Birleşmiş Milletler Genel Kurulu, geçen yıldan başlamak üzere 7 Haziran tarihini, “Dünya Gıda Güvenliği Günü” olarak ilan etti. Gıda Güvenliği, gıda ürünlerinin, normal şartlarda üretim zinciri içinde yer alabilecek olan (E. coli, Salmonella, Listeria gibi) mikroorganizmalarla, kasti olmayan kontaminasyonunu önleme çabasıdır. Gıda Savunması, gıda ürünlerinin, normal şartlarda üretim zinciri içinde yer almayan biyolojik, kimyasal, fiziksel ve radyolojik etkenlerle kasıtlı olarak kontamine edilmesini önlemeyi amaçlar.

Biyoterörizm terimi tüm canlılara zarar vermek için (hastalandırmak veya öldürmek amacıyla) mikroorganizmaların (veya onların ürünlerinin) insanlar tarafından kasıtlı kullanımı olarak tanımlanmaktadır.
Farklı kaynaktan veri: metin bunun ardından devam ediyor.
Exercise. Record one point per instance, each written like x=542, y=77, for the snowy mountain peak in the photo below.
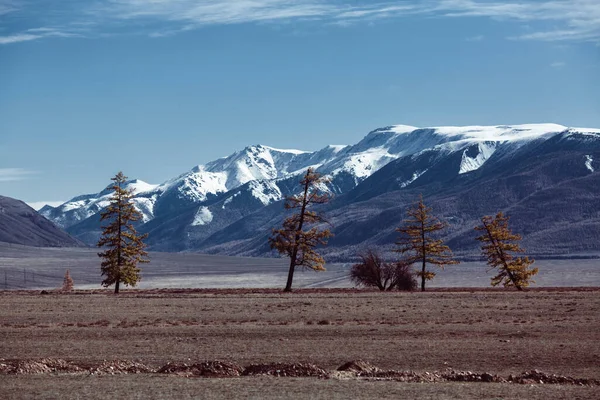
x=262, y=174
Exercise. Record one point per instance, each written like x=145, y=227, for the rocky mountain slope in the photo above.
x=544, y=175
x=21, y=224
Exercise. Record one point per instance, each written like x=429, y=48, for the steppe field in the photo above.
x=239, y=343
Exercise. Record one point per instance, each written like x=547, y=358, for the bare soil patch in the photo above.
x=488, y=338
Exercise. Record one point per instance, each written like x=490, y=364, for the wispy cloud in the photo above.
x=14, y=174
x=36, y=33
x=37, y=205
x=476, y=38
x=552, y=20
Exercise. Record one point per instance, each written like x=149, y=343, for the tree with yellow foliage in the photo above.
x=498, y=244
x=418, y=242
x=293, y=239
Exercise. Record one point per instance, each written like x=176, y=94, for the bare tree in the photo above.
x=373, y=271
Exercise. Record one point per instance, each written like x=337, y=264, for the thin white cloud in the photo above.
x=34, y=34
x=38, y=205
x=14, y=174
x=552, y=20
x=22, y=37
x=476, y=38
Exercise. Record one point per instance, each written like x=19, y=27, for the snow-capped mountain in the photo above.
x=194, y=210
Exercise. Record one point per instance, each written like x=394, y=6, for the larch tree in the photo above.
x=418, y=242
x=124, y=247
x=498, y=246
x=294, y=239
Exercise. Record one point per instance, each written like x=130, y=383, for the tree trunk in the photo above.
x=288, y=285
x=423, y=277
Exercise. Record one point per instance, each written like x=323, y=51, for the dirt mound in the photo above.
x=358, y=366
x=118, y=367
x=291, y=370
x=539, y=377
x=210, y=369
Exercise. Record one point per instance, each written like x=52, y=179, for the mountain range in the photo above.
x=21, y=224
x=543, y=175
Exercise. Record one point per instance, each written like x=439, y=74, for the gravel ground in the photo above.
x=482, y=332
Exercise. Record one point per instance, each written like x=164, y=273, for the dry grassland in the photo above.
x=497, y=332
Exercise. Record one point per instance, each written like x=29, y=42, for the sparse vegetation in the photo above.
x=498, y=244
x=373, y=271
x=418, y=244
x=293, y=239
x=67, y=282
x=125, y=248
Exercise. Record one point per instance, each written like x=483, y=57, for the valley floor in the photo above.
x=499, y=332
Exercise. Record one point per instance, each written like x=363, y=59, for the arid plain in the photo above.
x=429, y=336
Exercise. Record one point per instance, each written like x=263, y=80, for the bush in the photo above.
x=373, y=271
x=67, y=282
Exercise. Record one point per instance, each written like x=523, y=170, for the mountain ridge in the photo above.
x=190, y=211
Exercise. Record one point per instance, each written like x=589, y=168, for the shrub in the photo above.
x=373, y=271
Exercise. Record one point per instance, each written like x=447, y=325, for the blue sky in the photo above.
x=155, y=87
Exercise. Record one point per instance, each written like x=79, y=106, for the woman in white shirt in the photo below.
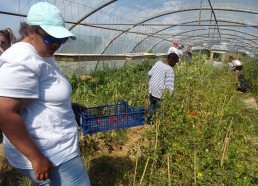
x=36, y=117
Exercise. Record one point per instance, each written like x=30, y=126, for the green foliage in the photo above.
x=201, y=124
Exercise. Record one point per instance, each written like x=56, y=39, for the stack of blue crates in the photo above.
x=108, y=117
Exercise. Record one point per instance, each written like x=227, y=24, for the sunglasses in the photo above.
x=51, y=40
x=2, y=42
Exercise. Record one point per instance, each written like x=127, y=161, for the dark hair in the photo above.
x=240, y=76
x=8, y=34
x=173, y=57
x=24, y=29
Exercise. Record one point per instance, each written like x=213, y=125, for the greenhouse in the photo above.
x=204, y=133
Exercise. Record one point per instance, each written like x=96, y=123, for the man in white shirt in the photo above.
x=237, y=66
x=174, y=49
x=161, y=76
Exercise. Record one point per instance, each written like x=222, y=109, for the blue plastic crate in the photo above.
x=108, y=117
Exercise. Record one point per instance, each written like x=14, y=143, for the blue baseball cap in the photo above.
x=49, y=18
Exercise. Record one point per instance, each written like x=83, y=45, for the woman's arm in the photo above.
x=13, y=127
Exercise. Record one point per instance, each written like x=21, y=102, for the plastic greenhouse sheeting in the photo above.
x=136, y=26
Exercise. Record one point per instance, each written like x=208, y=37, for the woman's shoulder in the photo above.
x=24, y=54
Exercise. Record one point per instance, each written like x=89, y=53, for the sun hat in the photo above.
x=175, y=43
x=49, y=18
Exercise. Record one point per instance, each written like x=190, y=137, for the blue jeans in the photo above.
x=155, y=103
x=70, y=173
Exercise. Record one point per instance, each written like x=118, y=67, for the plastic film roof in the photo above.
x=136, y=26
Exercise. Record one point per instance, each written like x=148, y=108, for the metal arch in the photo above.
x=236, y=44
x=167, y=13
x=182, y=24
x=177, y=11
x=214, y=28
x=92, y=12
x=210, y=41
x=239, y=37
x=214, y=15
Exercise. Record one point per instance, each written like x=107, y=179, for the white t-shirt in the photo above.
x=49, y=117
x=172, y=50
x=161, y=76
x=236, y=62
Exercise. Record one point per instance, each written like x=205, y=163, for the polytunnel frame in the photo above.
x=177, y=11
x=156, y=16
x=185, y=24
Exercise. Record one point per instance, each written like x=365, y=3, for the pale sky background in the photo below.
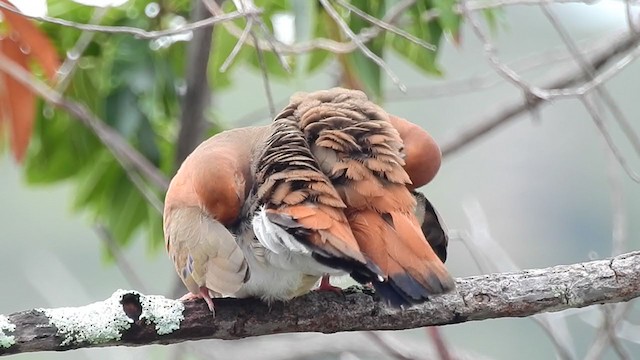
x=543, y=187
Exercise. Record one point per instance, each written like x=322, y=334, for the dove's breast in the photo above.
x=280, y=275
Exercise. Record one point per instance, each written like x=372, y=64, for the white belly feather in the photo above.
x=280, y=266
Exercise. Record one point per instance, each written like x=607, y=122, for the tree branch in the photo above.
x=598, y=59
x=131, y=160
x=198, y=95
x=136, y=32
x=132, y=319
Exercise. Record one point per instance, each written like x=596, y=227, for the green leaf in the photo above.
x=448, y=19
x=321, y=20
x=363, y=67
x=430, y=32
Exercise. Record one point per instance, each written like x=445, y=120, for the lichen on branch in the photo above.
x=131, y=319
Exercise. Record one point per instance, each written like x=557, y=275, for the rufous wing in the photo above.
x=204, y=198
x=205, y=253
x=362, y=154
x=300, y=210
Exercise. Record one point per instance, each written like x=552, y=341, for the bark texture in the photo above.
x=517, y=294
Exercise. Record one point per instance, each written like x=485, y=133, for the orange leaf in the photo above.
x=17, y=101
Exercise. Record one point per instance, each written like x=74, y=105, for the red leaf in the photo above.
x=17, y=103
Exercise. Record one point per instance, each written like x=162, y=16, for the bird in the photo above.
x=327, y=188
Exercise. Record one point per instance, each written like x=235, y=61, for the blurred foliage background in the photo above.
x=546, y=183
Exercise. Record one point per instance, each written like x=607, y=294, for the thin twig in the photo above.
x=600, y=57
x=137, y=32
x=386, y=26
x=501, y=68
x=265, y=79
x=129, y=158
x=236, y=48
x=365, y=50
x=198, y=93
x=615, y=150
x=336, y=47
x=67, y=69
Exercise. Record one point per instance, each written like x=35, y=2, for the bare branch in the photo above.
x=358, y=42
x=129, y=318
x=599, y=58
x=265, y=78
x=386, y=26
x=67, y=69
x=198, y=94
x=137, y=32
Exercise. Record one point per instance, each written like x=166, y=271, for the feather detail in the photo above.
x=357, y=147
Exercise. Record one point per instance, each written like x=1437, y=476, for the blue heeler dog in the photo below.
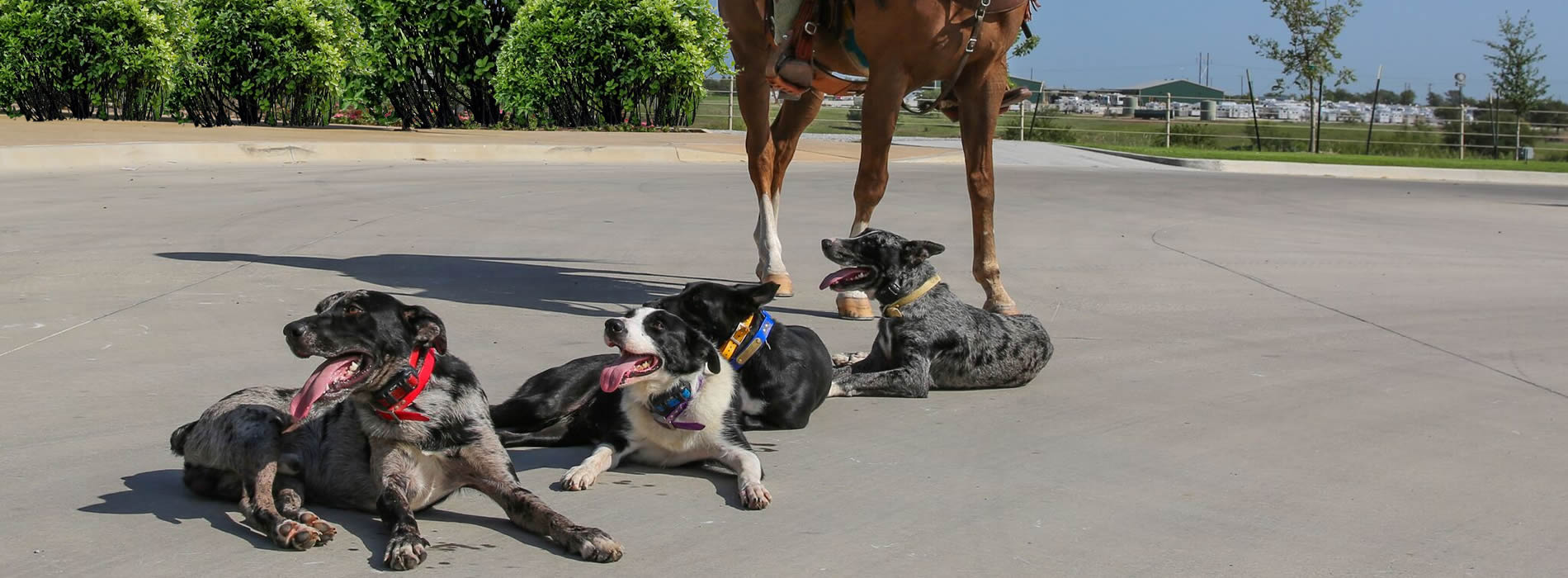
x=927, y=338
Bir agroterörizm eylemi olan bitkisel ürünlere karşı agroterörizm ise genellikle bireysel veya herhangi bir grubun bitkisel ürünlere, ormanlara veya dolaylı olarak tarım sektörüne zararlı olacak şekilde bitki patojenlerinin (fungus, bakteri, virüs) kasıtlı kullanımı olarak tanımlanır. 

Bunun için bir potansiyele sahiptir.

Biyoterörizm hakkında korkular 1990’ların sonunda ortaya çıkmıştı. Ülkemiz büyük bir bitki çeşitliliği ve zenginliğine sahip olup pek çok bitki türü için de gen kaynağı durumundadır. Bu özellikleriyle Türk tarımı bazı ülke, grup veya kişilerin hedefi olabilir. Türk tarımı diğer pek çok ülke tarımı gibi agroterörist saldırılara açık ve kırılgan olarak görülmektedir. Bitkisel ürünlerimiz geniş alanlarda yetiştirildiklerinden saldırılara açıktır, askeri olarak korunamazlar ve denetlenmeleri de oldukça güçtür. Bir saldırganın bir mikroorganizmayı ya da hayvansal bir zararlıyı sahaya salabilmesi kolay olduğundan bitkiler saldırı için kolay bir hedef olarak görülebilir. 

Askeri anlamda bitkiler yumuşak hedefler olarak değerlendirilebilir. Bitkilerin az gözetilebilmesinin diğer bir sebebi de patojenin girişi ile sonuçta hastalık belirtilerinin ortaya çıkması arasında uzun bir sürenin gerekmesidir. Pek çok bitki patojeni hastalık tanımlanmadan önce bitkide aylarca hatta yıllarca bulunabilir. Bunlara ek olarak yurdumuz sınırların da uzun olması ve taşınan bütün ürünlerin gözlenememesi diğer bir hassasiyet noktasıdır. İnspektörler gümrükte ürünün yalnızca çok küçük bir kısmını inceleyebilmekte ve yalnızca tarımsal ticari mallar üzerindeki hastalık ve zararlılar üzerinde inceleme yapmaktadır. Muhtemelen de teröristler bildirilmiş tarımsal ürünleri kullanarak patojenleri kaçırmayacaklardır.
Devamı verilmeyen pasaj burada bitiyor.